France : l’abstention a été la grande gagnante du 1er tour des élections cantonales 2011

Les résultats du 1er tour des élections cantonales du dimanche 20 mars ont marqué un nouveau record historique du niveau d’abstention qui s’est établi à 55,60 % des inscrits. Dans un pays de râleurs et autres mécontents permanents, ce refus de participer à la vie démocratique ne peut que surprendre. Comment peut-on critiquer la classe politique et la manière dont sont conduites les affaires du pays si l’on refuse de s’exprimer le moment venu ? Bien curieuse attitude des abstentionnistes alors que tant de pays à travers le monde rêvent de pourvoir exercer ce droit démocratique élémentaire ! D’autant que les Conseils généraux exercent des missions qui touchent à la vie de tous les jours (solidarité, aide aux personnes âgées, collèges, transports, infrastructures routières, économie…).

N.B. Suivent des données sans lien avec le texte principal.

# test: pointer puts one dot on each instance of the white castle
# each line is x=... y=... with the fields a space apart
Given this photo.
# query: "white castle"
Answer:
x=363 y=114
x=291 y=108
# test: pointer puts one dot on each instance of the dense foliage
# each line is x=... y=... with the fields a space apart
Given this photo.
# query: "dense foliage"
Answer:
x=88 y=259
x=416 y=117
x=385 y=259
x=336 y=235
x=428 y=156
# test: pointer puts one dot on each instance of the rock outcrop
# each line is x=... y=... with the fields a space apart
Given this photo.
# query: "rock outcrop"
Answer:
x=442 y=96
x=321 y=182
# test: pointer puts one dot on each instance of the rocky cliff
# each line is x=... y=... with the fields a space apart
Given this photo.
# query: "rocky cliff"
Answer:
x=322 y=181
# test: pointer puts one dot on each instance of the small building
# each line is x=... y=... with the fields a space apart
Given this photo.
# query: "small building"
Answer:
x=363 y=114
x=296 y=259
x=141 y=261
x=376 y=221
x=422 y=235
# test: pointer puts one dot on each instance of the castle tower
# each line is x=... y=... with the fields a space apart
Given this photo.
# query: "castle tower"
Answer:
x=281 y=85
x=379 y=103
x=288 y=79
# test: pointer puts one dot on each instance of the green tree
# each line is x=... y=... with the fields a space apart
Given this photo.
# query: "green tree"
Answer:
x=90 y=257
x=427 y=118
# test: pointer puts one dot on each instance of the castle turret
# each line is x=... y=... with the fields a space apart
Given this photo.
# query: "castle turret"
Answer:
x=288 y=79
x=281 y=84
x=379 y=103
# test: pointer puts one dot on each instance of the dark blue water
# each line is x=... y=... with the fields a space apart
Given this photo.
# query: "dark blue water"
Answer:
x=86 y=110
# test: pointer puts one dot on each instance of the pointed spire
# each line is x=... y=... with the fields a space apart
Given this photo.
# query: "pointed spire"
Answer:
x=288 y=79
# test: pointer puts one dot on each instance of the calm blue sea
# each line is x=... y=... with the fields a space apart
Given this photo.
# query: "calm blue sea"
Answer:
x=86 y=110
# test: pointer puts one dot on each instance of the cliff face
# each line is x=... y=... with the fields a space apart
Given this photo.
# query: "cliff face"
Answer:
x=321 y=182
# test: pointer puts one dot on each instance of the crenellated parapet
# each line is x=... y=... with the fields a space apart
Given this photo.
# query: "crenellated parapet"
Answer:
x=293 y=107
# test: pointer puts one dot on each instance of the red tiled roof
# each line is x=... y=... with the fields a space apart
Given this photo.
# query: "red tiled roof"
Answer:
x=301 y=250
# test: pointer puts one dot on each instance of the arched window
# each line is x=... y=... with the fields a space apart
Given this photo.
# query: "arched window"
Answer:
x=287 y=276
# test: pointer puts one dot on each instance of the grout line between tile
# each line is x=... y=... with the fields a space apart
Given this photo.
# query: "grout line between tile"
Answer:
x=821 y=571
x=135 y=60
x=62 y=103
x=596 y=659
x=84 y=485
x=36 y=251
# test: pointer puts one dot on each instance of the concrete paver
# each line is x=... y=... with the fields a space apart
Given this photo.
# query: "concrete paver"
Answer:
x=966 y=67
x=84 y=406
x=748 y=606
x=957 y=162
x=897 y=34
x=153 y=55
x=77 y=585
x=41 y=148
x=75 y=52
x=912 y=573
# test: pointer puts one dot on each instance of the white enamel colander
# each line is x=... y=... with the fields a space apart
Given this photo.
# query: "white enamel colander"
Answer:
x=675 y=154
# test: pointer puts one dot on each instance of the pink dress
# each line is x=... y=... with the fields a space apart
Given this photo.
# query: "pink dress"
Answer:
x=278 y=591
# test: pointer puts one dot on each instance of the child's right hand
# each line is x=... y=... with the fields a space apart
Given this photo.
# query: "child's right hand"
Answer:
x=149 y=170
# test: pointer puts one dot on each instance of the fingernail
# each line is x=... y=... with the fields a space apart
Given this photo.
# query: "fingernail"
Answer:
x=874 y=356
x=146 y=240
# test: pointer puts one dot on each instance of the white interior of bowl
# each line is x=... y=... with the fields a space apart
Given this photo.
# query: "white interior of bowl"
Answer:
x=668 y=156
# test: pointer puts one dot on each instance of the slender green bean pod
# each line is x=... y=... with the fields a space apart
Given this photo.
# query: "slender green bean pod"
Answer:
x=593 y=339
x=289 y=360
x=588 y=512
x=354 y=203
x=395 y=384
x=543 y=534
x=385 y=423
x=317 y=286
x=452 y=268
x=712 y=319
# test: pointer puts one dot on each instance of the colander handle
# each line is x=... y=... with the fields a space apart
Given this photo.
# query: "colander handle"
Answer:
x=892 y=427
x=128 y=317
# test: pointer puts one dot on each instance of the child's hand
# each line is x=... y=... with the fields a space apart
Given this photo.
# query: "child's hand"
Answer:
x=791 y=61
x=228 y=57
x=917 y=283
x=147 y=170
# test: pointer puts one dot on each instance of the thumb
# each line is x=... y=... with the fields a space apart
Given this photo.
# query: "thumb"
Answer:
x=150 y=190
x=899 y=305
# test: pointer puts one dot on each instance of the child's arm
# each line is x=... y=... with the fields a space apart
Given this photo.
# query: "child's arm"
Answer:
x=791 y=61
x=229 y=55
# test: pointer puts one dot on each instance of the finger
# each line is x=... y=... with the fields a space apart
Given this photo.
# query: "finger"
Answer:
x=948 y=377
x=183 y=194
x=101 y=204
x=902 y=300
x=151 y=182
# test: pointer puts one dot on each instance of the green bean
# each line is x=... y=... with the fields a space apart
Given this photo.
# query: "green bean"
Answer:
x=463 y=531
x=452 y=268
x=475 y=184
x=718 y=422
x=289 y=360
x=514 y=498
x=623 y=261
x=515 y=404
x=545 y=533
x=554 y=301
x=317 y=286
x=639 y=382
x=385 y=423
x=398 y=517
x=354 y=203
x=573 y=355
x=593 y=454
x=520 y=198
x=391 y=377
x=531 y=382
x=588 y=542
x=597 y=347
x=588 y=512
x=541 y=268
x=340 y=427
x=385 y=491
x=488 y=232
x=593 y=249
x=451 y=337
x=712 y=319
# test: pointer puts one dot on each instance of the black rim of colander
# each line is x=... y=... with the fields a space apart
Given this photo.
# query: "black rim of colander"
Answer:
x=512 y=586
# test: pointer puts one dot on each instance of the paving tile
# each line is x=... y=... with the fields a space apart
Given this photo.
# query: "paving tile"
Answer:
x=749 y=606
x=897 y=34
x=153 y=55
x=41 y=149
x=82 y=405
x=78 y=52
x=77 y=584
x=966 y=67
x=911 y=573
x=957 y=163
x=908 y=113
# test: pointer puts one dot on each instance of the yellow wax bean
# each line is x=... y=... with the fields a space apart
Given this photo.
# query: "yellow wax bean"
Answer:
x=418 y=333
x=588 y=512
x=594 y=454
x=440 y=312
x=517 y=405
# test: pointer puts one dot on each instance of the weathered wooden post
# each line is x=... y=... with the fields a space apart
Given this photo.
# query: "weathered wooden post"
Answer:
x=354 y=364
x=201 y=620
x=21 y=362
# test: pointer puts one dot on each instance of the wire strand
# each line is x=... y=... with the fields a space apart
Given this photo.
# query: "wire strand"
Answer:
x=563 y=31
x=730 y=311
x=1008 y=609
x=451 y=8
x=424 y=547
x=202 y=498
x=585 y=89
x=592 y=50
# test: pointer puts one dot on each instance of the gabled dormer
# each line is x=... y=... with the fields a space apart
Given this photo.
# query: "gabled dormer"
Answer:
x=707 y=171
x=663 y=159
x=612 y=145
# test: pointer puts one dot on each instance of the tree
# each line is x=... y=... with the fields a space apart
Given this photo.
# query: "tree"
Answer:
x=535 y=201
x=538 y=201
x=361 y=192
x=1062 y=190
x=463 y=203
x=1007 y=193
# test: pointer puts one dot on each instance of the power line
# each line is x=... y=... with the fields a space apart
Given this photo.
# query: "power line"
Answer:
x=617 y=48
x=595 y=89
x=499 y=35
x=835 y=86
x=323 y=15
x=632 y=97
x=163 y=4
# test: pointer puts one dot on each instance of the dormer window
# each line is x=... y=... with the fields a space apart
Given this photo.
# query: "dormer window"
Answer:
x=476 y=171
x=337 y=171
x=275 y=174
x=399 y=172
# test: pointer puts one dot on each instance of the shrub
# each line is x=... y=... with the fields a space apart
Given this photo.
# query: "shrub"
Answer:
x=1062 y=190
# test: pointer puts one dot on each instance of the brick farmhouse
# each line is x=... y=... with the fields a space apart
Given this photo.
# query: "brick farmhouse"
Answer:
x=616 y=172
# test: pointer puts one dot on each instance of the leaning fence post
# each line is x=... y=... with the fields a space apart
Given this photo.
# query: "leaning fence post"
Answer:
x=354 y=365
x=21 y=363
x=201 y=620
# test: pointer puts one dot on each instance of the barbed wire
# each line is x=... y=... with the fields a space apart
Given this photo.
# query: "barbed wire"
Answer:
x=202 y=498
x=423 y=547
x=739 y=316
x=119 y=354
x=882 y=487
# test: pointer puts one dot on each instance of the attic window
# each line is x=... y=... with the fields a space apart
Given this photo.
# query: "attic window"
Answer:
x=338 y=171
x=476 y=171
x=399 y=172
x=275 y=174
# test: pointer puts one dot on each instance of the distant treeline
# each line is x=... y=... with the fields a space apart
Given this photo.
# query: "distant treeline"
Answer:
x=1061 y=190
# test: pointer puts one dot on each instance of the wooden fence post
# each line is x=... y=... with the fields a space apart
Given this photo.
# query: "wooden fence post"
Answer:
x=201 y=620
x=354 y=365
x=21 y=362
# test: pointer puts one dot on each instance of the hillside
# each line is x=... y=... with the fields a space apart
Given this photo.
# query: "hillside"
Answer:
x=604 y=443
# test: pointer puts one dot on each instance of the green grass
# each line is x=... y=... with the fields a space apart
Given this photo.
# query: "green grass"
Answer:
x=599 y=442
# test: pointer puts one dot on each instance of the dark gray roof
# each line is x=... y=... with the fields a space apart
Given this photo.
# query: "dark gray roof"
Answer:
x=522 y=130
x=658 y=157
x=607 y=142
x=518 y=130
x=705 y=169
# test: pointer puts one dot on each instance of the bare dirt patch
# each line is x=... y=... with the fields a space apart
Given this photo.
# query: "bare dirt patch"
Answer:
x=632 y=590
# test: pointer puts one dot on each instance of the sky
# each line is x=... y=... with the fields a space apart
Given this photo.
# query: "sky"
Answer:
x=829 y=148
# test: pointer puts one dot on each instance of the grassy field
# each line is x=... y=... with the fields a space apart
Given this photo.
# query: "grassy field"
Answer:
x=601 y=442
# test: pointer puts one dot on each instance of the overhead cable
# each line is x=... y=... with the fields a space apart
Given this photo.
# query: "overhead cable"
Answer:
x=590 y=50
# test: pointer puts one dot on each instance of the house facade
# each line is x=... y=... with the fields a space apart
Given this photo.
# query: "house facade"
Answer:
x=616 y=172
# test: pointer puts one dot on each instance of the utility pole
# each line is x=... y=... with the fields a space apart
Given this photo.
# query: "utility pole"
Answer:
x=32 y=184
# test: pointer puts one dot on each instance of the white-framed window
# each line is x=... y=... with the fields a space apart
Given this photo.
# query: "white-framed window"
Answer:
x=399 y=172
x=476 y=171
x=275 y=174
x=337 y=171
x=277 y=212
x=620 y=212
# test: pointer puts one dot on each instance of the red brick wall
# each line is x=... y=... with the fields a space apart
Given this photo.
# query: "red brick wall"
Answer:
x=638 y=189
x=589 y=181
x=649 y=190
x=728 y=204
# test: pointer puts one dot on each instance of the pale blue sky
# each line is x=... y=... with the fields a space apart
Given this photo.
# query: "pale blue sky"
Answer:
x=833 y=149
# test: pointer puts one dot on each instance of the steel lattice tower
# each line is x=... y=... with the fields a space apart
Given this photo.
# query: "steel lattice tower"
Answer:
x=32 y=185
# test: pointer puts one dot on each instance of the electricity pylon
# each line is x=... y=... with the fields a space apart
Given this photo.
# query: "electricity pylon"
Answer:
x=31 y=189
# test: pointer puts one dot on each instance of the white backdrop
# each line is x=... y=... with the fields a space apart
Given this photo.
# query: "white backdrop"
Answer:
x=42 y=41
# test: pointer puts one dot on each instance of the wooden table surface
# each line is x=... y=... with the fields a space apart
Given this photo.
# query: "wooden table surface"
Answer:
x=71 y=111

Même si les élections cantonales n’ont qu’un enjeu local, cette faible participation des électeurs n’est pas très rassurante pour la vitalité de notre démocratie et notre capacité à affronter la difficile période qui est la nôtre. Manifestement la peur de l’avenir et le repli sur soi semblent avoir pris le dessus sur la confiance et l’espoir.  Pourtant, à y regarder de plus prés, la France n’est-elle pas l’un des pays de la vieille Europe qui s’en sort pas si mal et qui a su, jusqu’à aujourd’hui, conserver son avantageux système social et de solidarité qui coûte pourtant si cher à la collectivité ? Les français se comporteraient-ils comme des enfants gâtés ?

Le taux élevé d’abstentionnisme présente deux inconvénients majeurs. D’une part, il discrédite les formations politiques traditionnelles et nuit gravement à la vie politique nationale et, d’autre part, il favorise l’émergence de partis extrémistes qui ne font que surfer sur la vague de mécontentement du moment. Avec 25% pour le PS et 18% seulement pour l’UMP, les résultats 2011 marquent un des plus bas niveaux des partis de gouvernement. Même s’il faut atténuer le faible score de l’UMP du fait que de nombreux candidats ont préféré l’être sous la rubrique des  « divers-droite » ou autres « sans-étiquette », les résultats demeurent très inférieurs au score habituel de ces partis, généralement entre 28% et 35%.

Le plus inquiétant ce n’est pas que de nombreux électeurs appartenant aux classes dites « populaires » aient déserté l’UMP pour rejoindre le FN, parti d’extrême droite qui ne propose pourtant aucune alternative aux problèmes des français et se contente de moissonner les mécontents. C’est plutôt que le PS ne soit pas en mesure de récupérer une partie de ces électeurs dont un certain nombre se situent à gauche. Les raisons de ce mécontentement sont pourtant bien connus : problèmes liés à l’augmentation de l’immigration, insécurité croissante, problèmes de chômage et de précarité en général… Le message est clair : ces votes protestataires visent à interpeler les partis politiques traditionnels pour leur faire savoir leur mécontentement au vu des maigres résultats obtenus dans ces domaines par le gouvernement et du manque de projet clair et lisible du parti socialiste sur ces sujets.

Car si la droite ne paraît pas convaincante aux yeux d’un grand nombre d’électeurs, à leurs yeux, le PS ne fait finalement guère mieux. C’est la raison pour laquelle cet électorat fluctuant échappe à l’un et à l’autre pour se reporter majoritairement sur le parti d’extrême droite. Il est donc vital pour les formations traditionnelles de retrouver leur attractivité afin de réintégrer ces électeurs en leur sein. Plus qe des discours, les électeurs attendent des actes concrets.

Dans ce contexte, la question de savoir si les partis traditionnels éliminés du 2ème tour des élections cantonales par le FN, doivent ou non donner des consignes de vote en faveur du candidat PS ou UMP restant en lisse, paraît dépassé et manifestement contre productif. Il n’est d’ailelurs pas certain que ce type d’alliance contre nature, soit vraiment efficace pour lutter contre l’extrême droite. Au contraire, elle risque de favoriser un peu plus le vote protestataire. Au final, n’est-ce pas d’abord aux électeurs de décider eux-mêmes de leur vote en toute âme et conscience et non aux politiques de leur dicter le bon choix ?

Le meilleur moyen de lutter contre la montée des extrêmes exige par ailleurs que les élus de la nation soient exemplaires. Le débat actuel sur les consignes de vote au second tour des cantonales n’est que gesticulation politicienne et médiatique stérile et trahi le désarroi actuel des forces démocratiques.